CSPI wants to take the "battle against sugary drinks from health experts to civic organizations, youth groups, civil rights groups, and others,” said CSPI executive director Michael F. Jacobson.

“The enormous health and economic benefits that would result from drinking less ‘liquid candy’ will be supported by a broad cross-section of America. Not since the anti-tobacco campaigns has there been a product so worthy of a national health campaign.”

And, the Los Angeles County Health Department says it will launch a campaign with the slogan "You wouldn't eat 22 packets of sugar. So why would you drink it?"

Then in Boston, soft drinks and their sales recently were removed from city property and at least one hospital. In 2004, soft drinks were eliminated in all their Public Schools. This helped cause a drop in soft drink consumption among local public school students which was not seen elsewhere in the country.

"In Boston we are launching an extensive media campaign to target parents of young children….”said Dr.
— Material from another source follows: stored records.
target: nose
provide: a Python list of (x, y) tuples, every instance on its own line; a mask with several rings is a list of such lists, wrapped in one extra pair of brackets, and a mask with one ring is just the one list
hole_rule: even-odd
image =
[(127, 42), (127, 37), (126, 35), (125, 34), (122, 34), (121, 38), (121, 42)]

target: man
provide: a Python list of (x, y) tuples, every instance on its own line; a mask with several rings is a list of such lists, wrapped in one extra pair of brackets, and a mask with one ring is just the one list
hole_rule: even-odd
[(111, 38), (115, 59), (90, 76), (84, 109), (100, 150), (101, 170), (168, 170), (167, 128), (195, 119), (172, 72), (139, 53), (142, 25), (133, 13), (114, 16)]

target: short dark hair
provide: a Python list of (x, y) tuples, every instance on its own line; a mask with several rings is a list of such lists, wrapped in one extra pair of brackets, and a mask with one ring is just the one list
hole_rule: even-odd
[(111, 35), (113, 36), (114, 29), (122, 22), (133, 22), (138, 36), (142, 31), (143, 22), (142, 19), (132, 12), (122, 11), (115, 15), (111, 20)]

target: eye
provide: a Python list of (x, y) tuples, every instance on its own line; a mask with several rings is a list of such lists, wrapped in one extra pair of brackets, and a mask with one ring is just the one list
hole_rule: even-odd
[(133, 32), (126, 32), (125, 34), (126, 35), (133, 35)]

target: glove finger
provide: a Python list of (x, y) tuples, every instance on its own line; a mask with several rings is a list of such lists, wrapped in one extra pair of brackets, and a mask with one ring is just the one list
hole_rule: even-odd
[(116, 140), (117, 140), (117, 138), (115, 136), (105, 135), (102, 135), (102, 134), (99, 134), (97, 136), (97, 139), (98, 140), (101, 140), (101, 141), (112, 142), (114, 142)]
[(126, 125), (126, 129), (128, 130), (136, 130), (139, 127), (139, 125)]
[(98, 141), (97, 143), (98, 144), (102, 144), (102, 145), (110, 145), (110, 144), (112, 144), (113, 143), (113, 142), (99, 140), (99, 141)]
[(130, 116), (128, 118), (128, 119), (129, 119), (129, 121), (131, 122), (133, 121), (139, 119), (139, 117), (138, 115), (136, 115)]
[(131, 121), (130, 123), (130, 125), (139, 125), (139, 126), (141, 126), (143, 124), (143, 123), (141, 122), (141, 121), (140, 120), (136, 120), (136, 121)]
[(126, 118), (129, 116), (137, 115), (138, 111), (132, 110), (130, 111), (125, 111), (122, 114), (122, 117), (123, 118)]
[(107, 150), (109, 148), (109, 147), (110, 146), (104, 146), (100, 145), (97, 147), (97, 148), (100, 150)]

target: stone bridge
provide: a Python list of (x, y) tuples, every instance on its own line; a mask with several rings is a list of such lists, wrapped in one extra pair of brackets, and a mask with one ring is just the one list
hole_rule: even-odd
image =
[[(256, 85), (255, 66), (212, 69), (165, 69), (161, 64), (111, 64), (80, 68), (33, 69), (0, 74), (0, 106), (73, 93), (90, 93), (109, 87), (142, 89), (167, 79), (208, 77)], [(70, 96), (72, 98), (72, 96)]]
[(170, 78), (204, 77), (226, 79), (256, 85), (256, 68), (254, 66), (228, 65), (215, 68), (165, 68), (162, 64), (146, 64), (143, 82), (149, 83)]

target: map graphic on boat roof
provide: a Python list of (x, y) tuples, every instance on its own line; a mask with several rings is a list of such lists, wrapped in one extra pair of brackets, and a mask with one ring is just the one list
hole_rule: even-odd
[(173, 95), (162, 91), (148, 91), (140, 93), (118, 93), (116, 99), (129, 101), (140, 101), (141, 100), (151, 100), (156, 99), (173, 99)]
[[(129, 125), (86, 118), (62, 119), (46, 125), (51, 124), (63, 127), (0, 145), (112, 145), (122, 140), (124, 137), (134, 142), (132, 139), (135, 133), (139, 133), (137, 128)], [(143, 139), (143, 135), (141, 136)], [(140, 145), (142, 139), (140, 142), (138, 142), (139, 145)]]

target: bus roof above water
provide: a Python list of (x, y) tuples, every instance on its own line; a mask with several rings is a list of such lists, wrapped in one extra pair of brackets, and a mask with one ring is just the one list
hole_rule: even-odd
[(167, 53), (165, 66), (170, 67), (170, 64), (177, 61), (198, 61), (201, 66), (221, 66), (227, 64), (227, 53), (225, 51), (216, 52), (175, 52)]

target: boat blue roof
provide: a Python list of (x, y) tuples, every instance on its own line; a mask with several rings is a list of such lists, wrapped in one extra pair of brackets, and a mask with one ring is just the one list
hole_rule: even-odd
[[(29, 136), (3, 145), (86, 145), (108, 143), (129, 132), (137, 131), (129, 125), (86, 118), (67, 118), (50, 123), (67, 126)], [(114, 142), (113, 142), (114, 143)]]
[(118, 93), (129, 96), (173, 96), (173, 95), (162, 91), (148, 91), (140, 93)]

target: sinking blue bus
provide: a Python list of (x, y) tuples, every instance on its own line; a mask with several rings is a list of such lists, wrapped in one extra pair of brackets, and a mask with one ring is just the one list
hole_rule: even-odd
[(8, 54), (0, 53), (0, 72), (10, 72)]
Barbara Ferrer, Executive Director of the Boston Public Health Commission.

She also said that: "We want (to) let parents in particular know that sugar sweetened beverages are not a healthy option for themselves and their children."

CSPI says that it and its partners around the country will make an extra effort to reach low-income and minority groups who both consume more sugary beverages and suffer disproportionately from obesity related disease.

"The general effort is to reposition soft drinks and other sugary beverages," said Jacobson during a conference call Wednesday. "Kids have grown up with them as parts of Happy Meals at McDonalds, in the refrigerator and at Disney World.

CSPI’s Jacobsen also said. “…we want to reposition them (soft drinks) as an occasional treat. So when a kid asks for a soda, for example, friends and neighbors might think it's strange because it’s just not good for your health."

The more effective strategy which has been tested to work would be to tax all soft drinks both regular and diet at least 10 cents an ounce at today’s prices.

A study found that in families where they bought junky snacks and soft drinks, making real and nutritious foods cost less caused them to buy more junky snacks and soft drinks.

But when junky snacks and soft drinks were made to cost more as such a tax would do, the families bought more real foods.

Since such a tax would gain a state or community more benefits from lower health care costs than it would cost consumers, taxing such health harmful things as soft drinks is that very rare bird. It’s tax that actually would improve the local economy everywhere it is implemented!

Once people know how fattening and harmful soft drinks and junky snacks really are, I think they will support such taxes.

Meanwhile, this information can provide hunger free fat loss for anyone who is ingesting this stuff now and who simply stops completely.

Then they not only will be less fat, their future medical care costs will drop sharply.